The metabolic-associated fatty liver disease (MAFLD) criteria1 is aimed at capturing the heterogeneity of the disease with the goal of improving patient stratification and management. However, as is well-known, the metabolic factors used in the nomenclature are complex and correlated, and their nuanced contribution to the definition needs to be quantified to accurately estimate clinical relevance and stratify the population at risk2.
In a nationally representative cohort, NHANES 2017-2018, we assessed the relative prognostic importance of the seven key metabolic factors defined per the MAFLD criteria for steatosis and fibrosis outcomes, using separate models, one per metabolic factor per outcome (sample size N = 4369, see Supplementary Table S1). We defined hepatic steatosis using controlled attenuation parameter (CAP) at the higher sensitivity cut-off point (CAP ≥ 290 dB/m), and fibrosis as the median liver stiffness (LSM; LSM ≥ 8.2 kPa) both measured using vibration-controlled transient elastography3. The models were all adjusted for diabetes, overweight status, age, ethnicity, and sex (see Supplementary Methods).
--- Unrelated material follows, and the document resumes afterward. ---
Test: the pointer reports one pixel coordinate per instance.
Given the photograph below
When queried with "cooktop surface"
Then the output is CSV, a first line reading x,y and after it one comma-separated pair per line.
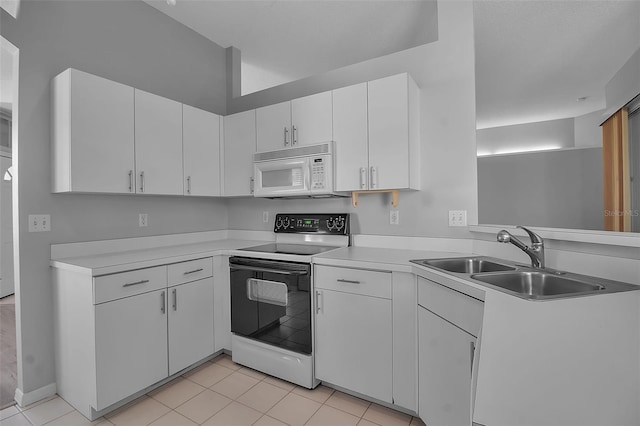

The presence of two or more metabolic factors conferred increased odds of steatosis as well as increased odds of fibrosis, independent of elevated BMI (BMI ≥ 25 kg/m2 non-Asians; 23 kg/m2 for Asians) and diabetes (Figure 1, A-B). Individuals with two or more metabolic factors had significantly higher odds of steatosis (adjusted OR (aOR): 5.79, 95% CI: 3.98, 8.43, p = 3.95 1x10−17, CAP ≥ 290 dB/m), and fibrosis (aOR: 2.5, 95% CI: 1.3, 4.81, p = 7.15 1x10−3, LSM ≥ 8.2kPa). Insulin resistance and increased central obesity as measured by elevated waist circumference were the top two metabolic factors by odds ratio and Nagelkerke R2 (Figure 1, C-F) for steatosis. For CAP ≥ 290 dB/m, elevated waist circumference (WC ≥ 102cm/90cm for non-Asian/Asian men, and WC ≥ 88cm/80cm for non-Asian/Asian women) was associated with aOR: 5.98 (95% CI: 4.54, 7.87, p < 000001) while insulin resistance, as measured by the homeostatic model assessment of insulin resistance (HOMA-IR ≥ 2.5) had aOR: 3.96 (95% CI: 2.9, 5.4, p < 0.00001). For LSM ≥ 8.2 kPa, elevated waist circumference was associated with aOR: 4.43 (95% CI: 2.9, 6.7, p < 0.000001) while insulin resistance had an aOR: 2.8, (95% CI: 1.63, 4.9, p < 0.001).
Figure 1.
(A - B): Strength of association for the MAFLD criteria for CAP ≥ 290 dB/m (A) and LSM ≥ 8.2 kPa (B), ordered by odds ratio. An elevated OR suggests that the risk factor has a strong relative importance for steatosis and fibrosis prognosis.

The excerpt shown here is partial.